As many of you know, I got married really young. Like, engaged in college young. Which means that for all of my straight-out-of-college interviews for entry level positions, I wore an engagement ring. And you wouldn’t believe the outright sexism I faced during those interviews. One executive questioned if I wasn’t a little too young to be getting married. Another interviewer saw my engagement ring and made a point of telling me how demanding the job schedule was, pointing out that it meant “never seeing your fiancé.” After half a dozen interviews, all of which went in some direction like that, I considered taking off my ring. But instead, I doubled down and decided I wasn’t going to work anywhere that wouldn’t respect the fact that I could hold down a job and be a person at the same time.
That job ended up being at an indie film company. Despite being corporate owned by a global behemoth, full time in 2008 meant that the way to cut costs was to offer entry-level employees an hourly contract position that was only guaranteed for a year and didn’t come with any benefits. Which means that for my first job, I got to commute an hour and a half each way for fourteen dollars an hour. (And I was one of the lucky ones.) And yet, despite having been hired engagement ring and all, I still had to defend myself to the all dudebro middle managers.
So you best believe that come snow, sleet, hail, rain, whatever, I was there. If the Metro North was running (and it always ran), then so was I. There were days when even the president of the company didn’t show up (and he lived two towns over from me), but I did.

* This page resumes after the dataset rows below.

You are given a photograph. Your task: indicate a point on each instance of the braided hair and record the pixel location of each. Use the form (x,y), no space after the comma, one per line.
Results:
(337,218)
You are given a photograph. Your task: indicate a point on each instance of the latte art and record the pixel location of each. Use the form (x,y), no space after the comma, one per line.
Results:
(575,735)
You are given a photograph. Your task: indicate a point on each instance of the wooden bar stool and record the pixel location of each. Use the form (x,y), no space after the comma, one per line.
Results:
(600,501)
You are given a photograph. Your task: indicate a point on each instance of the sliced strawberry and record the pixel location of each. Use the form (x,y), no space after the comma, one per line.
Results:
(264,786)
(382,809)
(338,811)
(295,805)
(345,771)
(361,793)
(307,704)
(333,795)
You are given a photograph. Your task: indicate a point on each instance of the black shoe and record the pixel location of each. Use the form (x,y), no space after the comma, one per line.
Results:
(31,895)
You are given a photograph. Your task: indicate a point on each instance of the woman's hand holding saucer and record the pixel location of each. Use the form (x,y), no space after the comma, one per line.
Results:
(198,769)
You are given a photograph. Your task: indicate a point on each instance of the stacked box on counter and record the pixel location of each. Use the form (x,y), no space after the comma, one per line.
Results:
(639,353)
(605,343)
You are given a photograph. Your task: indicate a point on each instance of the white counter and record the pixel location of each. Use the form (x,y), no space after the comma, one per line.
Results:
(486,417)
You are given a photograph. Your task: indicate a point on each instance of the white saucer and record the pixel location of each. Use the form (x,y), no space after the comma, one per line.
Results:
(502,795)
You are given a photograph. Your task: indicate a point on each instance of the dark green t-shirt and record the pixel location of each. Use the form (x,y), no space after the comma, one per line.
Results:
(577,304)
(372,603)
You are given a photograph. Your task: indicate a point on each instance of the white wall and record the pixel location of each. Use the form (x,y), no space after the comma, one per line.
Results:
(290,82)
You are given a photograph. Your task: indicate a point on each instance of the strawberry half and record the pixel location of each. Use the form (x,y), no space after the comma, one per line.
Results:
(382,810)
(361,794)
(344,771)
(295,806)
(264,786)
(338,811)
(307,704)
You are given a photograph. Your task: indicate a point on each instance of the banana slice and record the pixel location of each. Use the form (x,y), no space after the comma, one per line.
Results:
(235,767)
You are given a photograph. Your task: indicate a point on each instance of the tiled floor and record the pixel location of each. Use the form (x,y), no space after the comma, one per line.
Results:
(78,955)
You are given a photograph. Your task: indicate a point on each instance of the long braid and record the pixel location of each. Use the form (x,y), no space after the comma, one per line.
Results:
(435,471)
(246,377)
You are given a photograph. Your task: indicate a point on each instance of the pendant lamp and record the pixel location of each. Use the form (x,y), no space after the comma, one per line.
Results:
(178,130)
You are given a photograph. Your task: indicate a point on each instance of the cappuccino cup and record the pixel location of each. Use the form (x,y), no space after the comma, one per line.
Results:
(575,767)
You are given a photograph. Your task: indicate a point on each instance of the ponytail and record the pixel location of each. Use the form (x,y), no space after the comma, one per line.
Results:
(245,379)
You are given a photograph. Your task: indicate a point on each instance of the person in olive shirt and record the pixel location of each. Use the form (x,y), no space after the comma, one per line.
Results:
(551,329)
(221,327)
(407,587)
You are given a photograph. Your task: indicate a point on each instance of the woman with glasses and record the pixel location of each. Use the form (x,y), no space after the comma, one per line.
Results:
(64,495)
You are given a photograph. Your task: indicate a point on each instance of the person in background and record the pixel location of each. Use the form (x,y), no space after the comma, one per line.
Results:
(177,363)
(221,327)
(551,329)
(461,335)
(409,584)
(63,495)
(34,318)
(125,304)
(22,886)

And you know why I was there? Because I fucking had to be. I had to be there for financial reasons (no benefits meant no paid time off, so I lost money every time we had a federal holiday). But I also had to be there to prove that even though I was twenty-two and married and living in Connecticut, I wasn’t any less serious than the male staffers I was competing with for slightly less shitty jobs. Because while they got the benefit of the doubt, I had to prove every step of the way that I wasn’t going to drop out of the race and become a professional housewife. (Thank God, I didn’t have kids.) And if you ask around the APW staff, or any of my girlfriends, everyone has one (or ten) stories about exactly the same kind of sexism and constantly needing to prove your mettle.
So do I think it was a coincidence that the entry-level staffers who showed up to the senate on Tuesday were women? No. Because right now the page program is a 50/50 split between men and women, whereas the senate is an 80/20 split between men and women. So my assumption is they look at their surroundings every day, and are able to the math.
On the APW staff, we have a running joke that we’re all really bad at not working. We apologize for getting sick (and that’s even if we’ll admit we’re sick enough to take a day off), we wait five years to take vacations, and we self-flagellate when the work doesn’t feel hard enough. It’s not something any of us is proud of. We don’t wear it like a badge of honor. In fact, we’re trying really hard to break ourselves of the habit. It’s just that, we grew up in America, and we’re women, and this is what we’ve been conditioned to do.
We show up. We throw down. We get shit done. Because frankly, we have to.
Honestly, I just want to take today’s open thread to pat ourselves on the back for whatever unseen work we’re doing. Throw it in the comments.
Editor’s Note: If you haven’t watched 9 to 5 yet, do yourself a favor and throw it in your Netflix queue now. I re-watched it this weekend expecting to laugh at how outdated it is, and instead was mostly horrified at how little has changed. In fact, in ways, it felt more progressive than some of the feminist conversations we’re having now (even our ’80s feminist films touched on intersectionality, if only for a moment). Plus there’s Dolly Parton.